Aroma-Zone – Camomille romaine
C’est l’huile essentielle que je recommande en premier pour l’eczéma. Elle agit à la fois sur l’inflammation cutanée et sur le stress qui déclenche les poussées, avec une tolérance exceptionnelle même sur les peaux les plus sensibles. Le premier réflexe à avoir.
Mon verdict
Pour l’eczéma avec une composante stress ou des démangeaisons importantes, commencez par la Camomille romaine d’Aroma-Zone diluée dans de l’huile végétale de Bourrache. C’est la combinaison la plus complète pour calmer à la fois la peau et le système nerveux.
Pour un usage au quotidien en entretien entre les crises, la Lavande vraie est imbattable : douce, cicatrisante et utilisable dès le plus jeune âge.

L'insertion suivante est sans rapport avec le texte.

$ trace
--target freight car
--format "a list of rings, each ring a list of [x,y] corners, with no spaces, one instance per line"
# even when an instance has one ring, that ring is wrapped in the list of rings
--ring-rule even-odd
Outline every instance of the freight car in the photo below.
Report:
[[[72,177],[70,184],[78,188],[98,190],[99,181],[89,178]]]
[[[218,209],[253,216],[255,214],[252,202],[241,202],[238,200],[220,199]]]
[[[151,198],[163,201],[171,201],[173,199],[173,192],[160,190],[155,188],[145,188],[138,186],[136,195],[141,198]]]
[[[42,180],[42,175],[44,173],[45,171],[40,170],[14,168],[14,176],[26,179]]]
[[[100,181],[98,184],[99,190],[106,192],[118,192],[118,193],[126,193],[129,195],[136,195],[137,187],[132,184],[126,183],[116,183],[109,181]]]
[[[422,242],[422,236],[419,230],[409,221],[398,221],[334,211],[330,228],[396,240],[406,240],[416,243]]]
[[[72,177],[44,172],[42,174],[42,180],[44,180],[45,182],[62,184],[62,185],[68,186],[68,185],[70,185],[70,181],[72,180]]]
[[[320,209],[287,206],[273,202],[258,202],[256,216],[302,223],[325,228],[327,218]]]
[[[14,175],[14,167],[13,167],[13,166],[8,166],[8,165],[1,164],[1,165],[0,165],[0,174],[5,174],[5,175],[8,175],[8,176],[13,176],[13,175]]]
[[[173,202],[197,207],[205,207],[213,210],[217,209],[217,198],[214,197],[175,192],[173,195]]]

Et pour les démangeaisons vraiment résistantes qui ne cèdent pas aux deux premières, la Tanaisie annuelle apporte un effet antihistaminique plus ciblé.
N’oubliez pas que la gestion de l’eczéma est un travail de fond : hydratation quotidienne, identification des facteurs déclencheurs (stress, allergènes, irritants), alimentation anti-inflammatoire et soin de la barrière cutanée. Les HE s’inscrivent dans cette approche globale, elles ne la remplacent pas.
Transparence : Certains liens de cet article sont des liens affiliés. Si vous achetez via ces liens, nous pouvons percevoir une commission sans surcoût pour vous. Cela ne modifie en rien nos recommandations : chaque produit est évalué de façon indépendante.
Ces informations sont fournies à titre indicatif et ne remplacent pas l’avis d’un médecin ou d’un dermatologue. L’eczéma est une pathologie chronique qui nécessite un suivi médical. Les huiles essentielles sont un complément, pas un substitut au traitement prescrit. En cas de doute, consultez un professionnel de santé avant utilisation.